Допустим, что расположенный в космосе прибор очень больших размеров может различить объект размером с Юпитер на расстоянии нескольких парсеков. Это при условии, что объект получает хорошее освещение, но при этом не теряется в сиянии своего солнца. Допустим, что посредством математического анализа данных о возмущениях, собранных на протяжении лет, можно вывести некоторую гипотезу о сопутствующих планетах, которые чересчур малы, чтобы попасть на снимок. Двусмысленности в уравнениях могут быть в некоторой степени разрешены тщательным интерферометрическим изучением явлений вроде вспышек на солнце; планеты оказывают незначительное влияние на эти циклы. Но, — его палец уперся Реймону в грудь, — вы не понимаете, насколько не надежны такие результаты.

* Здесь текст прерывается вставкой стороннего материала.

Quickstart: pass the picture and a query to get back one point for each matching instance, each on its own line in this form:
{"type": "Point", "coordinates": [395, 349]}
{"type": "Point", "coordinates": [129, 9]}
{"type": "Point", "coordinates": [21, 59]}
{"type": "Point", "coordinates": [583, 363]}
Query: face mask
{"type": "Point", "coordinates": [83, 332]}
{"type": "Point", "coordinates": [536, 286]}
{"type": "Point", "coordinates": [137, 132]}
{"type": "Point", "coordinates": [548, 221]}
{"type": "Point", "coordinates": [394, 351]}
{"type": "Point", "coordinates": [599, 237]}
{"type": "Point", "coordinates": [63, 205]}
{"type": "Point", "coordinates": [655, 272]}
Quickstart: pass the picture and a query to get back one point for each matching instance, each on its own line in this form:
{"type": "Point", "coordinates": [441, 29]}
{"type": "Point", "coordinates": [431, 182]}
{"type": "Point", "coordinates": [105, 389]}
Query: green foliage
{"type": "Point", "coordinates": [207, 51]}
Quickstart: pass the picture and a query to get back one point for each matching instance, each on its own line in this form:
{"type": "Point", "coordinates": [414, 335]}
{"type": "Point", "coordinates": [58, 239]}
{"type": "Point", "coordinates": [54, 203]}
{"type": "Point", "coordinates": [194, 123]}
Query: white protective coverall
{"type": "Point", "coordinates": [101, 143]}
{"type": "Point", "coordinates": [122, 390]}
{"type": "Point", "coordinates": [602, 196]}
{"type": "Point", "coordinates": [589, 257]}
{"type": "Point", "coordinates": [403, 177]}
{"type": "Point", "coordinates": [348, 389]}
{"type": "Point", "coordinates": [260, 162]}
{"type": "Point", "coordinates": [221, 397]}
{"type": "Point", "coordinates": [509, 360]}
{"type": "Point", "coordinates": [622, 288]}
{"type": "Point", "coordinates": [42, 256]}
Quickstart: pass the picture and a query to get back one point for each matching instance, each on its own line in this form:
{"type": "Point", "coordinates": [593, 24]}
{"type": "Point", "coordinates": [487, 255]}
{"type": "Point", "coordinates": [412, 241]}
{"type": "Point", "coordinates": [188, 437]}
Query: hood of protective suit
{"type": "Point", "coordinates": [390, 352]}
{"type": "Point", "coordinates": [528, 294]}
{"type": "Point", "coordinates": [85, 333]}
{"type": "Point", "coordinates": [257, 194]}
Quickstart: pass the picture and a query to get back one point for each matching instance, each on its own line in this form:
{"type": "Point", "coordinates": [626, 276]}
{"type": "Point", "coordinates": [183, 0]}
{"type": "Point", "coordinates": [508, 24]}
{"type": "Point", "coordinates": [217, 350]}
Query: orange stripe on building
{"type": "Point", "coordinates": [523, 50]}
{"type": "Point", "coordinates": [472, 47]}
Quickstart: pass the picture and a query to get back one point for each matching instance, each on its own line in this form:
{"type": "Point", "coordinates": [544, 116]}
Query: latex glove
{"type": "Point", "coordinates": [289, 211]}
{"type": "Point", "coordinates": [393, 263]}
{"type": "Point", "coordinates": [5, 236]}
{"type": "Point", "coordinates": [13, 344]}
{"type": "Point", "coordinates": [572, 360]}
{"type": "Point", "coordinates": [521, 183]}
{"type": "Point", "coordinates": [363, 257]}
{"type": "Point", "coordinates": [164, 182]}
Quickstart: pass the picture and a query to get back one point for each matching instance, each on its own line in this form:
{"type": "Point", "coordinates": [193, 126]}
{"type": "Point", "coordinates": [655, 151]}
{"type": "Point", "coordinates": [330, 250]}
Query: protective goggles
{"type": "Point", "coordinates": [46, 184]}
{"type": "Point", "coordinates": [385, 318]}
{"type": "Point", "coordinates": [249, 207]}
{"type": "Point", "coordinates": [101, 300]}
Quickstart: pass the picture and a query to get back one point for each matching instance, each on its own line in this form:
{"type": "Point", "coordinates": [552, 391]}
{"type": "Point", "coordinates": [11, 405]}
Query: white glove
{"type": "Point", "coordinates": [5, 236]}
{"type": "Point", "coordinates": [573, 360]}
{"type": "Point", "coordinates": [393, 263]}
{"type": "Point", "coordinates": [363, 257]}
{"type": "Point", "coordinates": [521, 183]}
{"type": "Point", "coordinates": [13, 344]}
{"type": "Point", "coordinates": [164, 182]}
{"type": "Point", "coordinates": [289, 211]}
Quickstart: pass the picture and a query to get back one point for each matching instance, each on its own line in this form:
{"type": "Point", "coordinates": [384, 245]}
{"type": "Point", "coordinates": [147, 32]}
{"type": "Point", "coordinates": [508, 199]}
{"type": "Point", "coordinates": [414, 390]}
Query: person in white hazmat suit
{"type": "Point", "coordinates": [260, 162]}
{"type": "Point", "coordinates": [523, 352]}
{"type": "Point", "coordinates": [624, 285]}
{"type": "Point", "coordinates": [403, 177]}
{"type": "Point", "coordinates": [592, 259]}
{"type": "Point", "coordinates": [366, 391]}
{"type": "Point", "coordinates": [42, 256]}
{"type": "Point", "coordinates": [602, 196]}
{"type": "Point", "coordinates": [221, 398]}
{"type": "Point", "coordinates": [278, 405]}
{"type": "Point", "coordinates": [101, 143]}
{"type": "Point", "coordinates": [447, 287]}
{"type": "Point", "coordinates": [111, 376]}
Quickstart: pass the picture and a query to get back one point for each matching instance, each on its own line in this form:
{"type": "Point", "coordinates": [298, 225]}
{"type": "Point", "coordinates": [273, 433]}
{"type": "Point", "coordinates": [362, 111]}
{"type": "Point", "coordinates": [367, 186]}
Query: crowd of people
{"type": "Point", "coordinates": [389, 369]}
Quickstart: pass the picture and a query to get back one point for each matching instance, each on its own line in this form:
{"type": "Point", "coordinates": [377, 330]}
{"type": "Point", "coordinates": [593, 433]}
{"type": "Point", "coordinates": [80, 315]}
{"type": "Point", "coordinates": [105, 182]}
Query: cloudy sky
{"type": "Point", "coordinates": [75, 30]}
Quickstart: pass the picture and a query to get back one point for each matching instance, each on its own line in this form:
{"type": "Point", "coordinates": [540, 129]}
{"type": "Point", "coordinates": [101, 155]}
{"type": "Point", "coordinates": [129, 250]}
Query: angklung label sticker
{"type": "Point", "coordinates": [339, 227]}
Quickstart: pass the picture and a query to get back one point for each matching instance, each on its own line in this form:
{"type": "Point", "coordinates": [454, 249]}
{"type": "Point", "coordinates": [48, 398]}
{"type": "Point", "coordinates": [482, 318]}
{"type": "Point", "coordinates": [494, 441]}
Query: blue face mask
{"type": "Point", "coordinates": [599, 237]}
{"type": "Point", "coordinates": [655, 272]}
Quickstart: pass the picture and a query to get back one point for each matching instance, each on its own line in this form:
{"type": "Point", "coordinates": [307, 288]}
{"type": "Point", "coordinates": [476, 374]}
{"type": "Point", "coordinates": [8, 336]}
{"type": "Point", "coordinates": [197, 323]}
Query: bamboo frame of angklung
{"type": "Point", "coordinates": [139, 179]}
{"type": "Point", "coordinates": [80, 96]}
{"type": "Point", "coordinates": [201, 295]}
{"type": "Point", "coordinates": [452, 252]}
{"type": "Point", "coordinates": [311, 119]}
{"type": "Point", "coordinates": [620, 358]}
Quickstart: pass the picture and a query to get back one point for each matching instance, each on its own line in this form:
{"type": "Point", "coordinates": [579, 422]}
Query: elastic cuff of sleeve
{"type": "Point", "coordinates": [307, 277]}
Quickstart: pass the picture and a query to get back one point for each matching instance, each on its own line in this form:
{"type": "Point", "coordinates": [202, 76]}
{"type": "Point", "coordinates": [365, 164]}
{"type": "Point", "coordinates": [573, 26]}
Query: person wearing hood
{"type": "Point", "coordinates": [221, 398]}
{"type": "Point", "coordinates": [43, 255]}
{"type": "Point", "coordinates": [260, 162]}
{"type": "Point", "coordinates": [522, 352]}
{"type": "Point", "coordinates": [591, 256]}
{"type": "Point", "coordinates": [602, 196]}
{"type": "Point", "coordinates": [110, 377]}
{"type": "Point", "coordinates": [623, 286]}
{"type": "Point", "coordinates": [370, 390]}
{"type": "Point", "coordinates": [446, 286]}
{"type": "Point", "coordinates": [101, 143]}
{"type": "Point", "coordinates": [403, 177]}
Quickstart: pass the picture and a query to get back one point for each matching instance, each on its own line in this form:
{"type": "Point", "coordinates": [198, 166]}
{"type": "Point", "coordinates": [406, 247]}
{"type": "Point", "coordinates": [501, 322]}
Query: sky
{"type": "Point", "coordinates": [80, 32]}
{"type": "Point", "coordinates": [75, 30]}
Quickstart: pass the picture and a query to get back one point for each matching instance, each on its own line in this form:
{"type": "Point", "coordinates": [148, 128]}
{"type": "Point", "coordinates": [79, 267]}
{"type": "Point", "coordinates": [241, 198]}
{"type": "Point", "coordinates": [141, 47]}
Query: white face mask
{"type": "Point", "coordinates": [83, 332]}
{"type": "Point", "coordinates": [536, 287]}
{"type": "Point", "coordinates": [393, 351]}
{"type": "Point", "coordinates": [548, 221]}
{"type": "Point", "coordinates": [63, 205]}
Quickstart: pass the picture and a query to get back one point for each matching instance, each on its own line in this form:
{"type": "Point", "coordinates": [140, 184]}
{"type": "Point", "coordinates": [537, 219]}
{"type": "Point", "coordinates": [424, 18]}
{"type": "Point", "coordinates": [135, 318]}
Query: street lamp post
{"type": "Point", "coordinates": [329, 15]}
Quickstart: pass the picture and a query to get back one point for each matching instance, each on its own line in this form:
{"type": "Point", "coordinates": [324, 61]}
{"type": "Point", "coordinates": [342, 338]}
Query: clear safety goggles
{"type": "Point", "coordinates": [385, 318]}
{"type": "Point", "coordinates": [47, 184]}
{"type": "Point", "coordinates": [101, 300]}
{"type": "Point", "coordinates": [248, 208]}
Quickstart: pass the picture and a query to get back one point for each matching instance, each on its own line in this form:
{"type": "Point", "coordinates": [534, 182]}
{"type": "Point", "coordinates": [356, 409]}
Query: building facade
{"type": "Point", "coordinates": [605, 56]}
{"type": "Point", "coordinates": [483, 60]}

Журналисты всегда готовы с восторгом раструбить, что обнаружена еще одна планета класса Земли. Однако всегда оставалось фактом, что это всего лишь одна из возможных интерпретаций данных. Только одно среди многочисленных возможных распределений размера и орбиты. Подверженных огромной вероятностной ошибке. И это, не забывайте, имея в распоряжении самые большие, самые лучшие приборы, которые только могут быть созданы. Приборы, которых у нас здесь нет, и нет места для них, если бы мы каким-то образом сумели их сделать.
Нет, даже дома единственным способом получить подробную информацию о планетах вне Солнечной системы было, возможно, послать зонд, а затем пилотируемую экспедицию. В нашем случае единственный способ — это затормозиться для близкого изучения. А потом, я убежден, продолжать путь.
Потому что вы должны сознавать, что планета, которая кажется в других отношениях идеальной, может оказаться стерильной или иметь биохимию, которая окажется для нас бесполезной или смертельной.